Regional wine producers gaining great reputation in big city
WITHOUT the big budgets of huge wine producers, Granite Belt wine makers can struggle to build their reputations alongside other popular wine regions.
But with a growing number of talented wine makers and the quality of wine pouring from the region on the rise, our best kept secret is starting to be revealed.
Just Red Wines owner Tony Hassall has seen a shift in perception of Granite Belt wine over the last 15 years.
"It's been more viable in the last few years, it was tough because there was probably too many (wineries) for a while for the number of people,” Mr Hassall said.
"We're getting our name out there more, as well as getting more visitors but also selling more wine.”
Mr Hassall was formerly an accountant but completed a Master of Science and Agriculture to become a wine development officer at Applethorpe about 12 years ago.
Mr Hassall said the Granite Belt was ideal for making wine because of the cool climate and decomposing granite soil.
Having owned his own vineyard at Ballandean for about two decades, he's only been able to quit his day job and make it his full time gig for about five years.
"It's always hard to make a living because there's a lot of hobbyists worldwide, it tends to be a bit of a lifestyle for a lot of people,” he said.
Mr Hassall said excellent wine producers had moved to the region over the last couple of decades, which has helped improve the reputation of Granite Belt wine in Brisbane.
Now the primary visitors to his winery are those travelling from Brisbane, the Gold Coast and northern New South Wales.
Mr Hassall said selling directly to the consumer was crucial as many smaller producers could not afford to trade through distributors.
"When you're small, you can't really afford the wholesale mark up so it's difficult to become available in the markets,” he said.
"In Brisbane, you're not going to find many Granite Belt wines because we're all small and we can't really afford to get into those big chains.”
To boost awareness of his winery and the region in the cities, Mr Hassall has started attending events such as the Regional Flavours festival in Brisbane.
Attending for the past five years, Mr Hassall said many consumers were still learning about the region but were eager to visit after meeting the wine makers in the city.
"News travels fast and they're realising it's only two or three hours drive to come and see us,” he said.
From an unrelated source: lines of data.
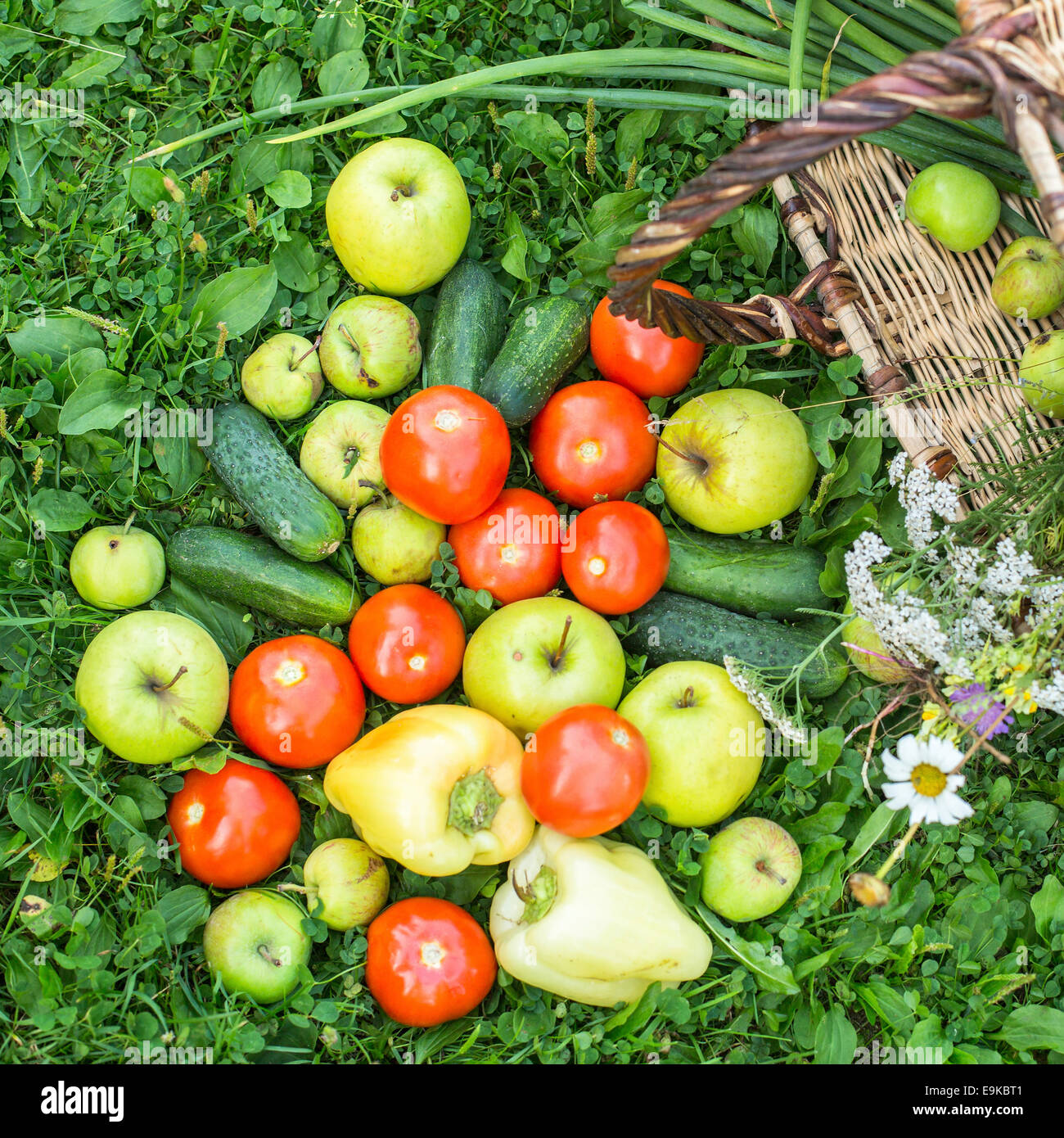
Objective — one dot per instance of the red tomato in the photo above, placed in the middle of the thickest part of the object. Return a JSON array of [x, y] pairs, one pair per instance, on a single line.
[[428, 962], [296, 701], [585, 770], [644, 359], [593, 442], [233, 828], [445, 453], [408, 644], [512, 550], [615, 557]]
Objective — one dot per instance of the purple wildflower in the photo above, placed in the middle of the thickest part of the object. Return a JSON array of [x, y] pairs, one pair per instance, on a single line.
[[976, 706]]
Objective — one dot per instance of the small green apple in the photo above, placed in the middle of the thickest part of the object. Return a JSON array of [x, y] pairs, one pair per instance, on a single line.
[[154, 685], [255, 942], [750, 869], [535, 658], [1029, 280], [282, 377], [394, 544], [707, 742], [349, 878], [1041, 373], [117, 567], [958, 206], [399, 216], [734, 460], [340, 451], [370, 347]]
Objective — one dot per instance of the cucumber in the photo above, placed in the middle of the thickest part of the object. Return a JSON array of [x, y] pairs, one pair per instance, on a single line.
[[468, 328], [675, 627], [255, 572], [545, 341], [264, 479], [769, 577]]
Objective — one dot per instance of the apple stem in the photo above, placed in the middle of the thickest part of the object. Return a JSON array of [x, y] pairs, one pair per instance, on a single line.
[[764, 867], [163, 688], [305, 354], [556, 659]]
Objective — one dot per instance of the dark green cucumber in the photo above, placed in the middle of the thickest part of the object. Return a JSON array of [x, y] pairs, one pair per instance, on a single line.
[[675, 627], [254, 571], [262, 476], [545, 341], [468, 328], [767, 577]]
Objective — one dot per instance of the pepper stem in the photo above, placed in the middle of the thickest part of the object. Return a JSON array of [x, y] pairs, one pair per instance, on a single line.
[[475, 802]]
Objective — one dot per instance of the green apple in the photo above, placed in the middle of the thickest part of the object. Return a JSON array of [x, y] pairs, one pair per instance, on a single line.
[[370, 347], [750, 869], [958, 206], [399, 216], [1041, 373], [1029, 280], [349, 878], [117, 567], [255, 942], [394, 544], [282, 377], [734, 460], [340, 451], [707, 742], [154, 685], [535, 658]]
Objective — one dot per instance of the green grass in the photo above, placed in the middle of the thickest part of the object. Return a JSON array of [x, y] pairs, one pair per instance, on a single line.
[[974, 928]]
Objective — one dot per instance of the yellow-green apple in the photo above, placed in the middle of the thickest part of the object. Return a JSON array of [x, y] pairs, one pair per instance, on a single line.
[[340, 451], [734, 460], [1041, 373], [154, 685], [535, 658], [958, 206], [707, 742], [349, 878], [255, 942], [1029, 280], [117, 567], [282, 377], [370, 347], [399, 216], [750, 869], [394, 544]]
Winter remains the busiest tourism season for the wine makers on the Granite Belt.
But Mr Hassall said the next challenge was to draw people to the region all year round.
"We promoted the winter idea so well, they think the time to come to the Granite Belt is the winter,” he said.
"But what we try to promote is the cool summer nights (and) coming away to get away from the rat race and the humidity to enjoy the country atmosphere. That's our selling point, but it's still hard to break into the market.”
Mr Hassall said festivals such as Regional Flavours allowed producers to talk with consumers and promote the region as a tourism destination.
National parks, accommodation and cycling tours were all draw cards, he said.
"People can forget about you, we need to keep going down there,” Mr Hassall said.
About 15 wine producers from the Granite Belt will be attending the festival in July.
Regional Flavours will be taking place on July 21-22 at South Bank Parklands in Brisbane.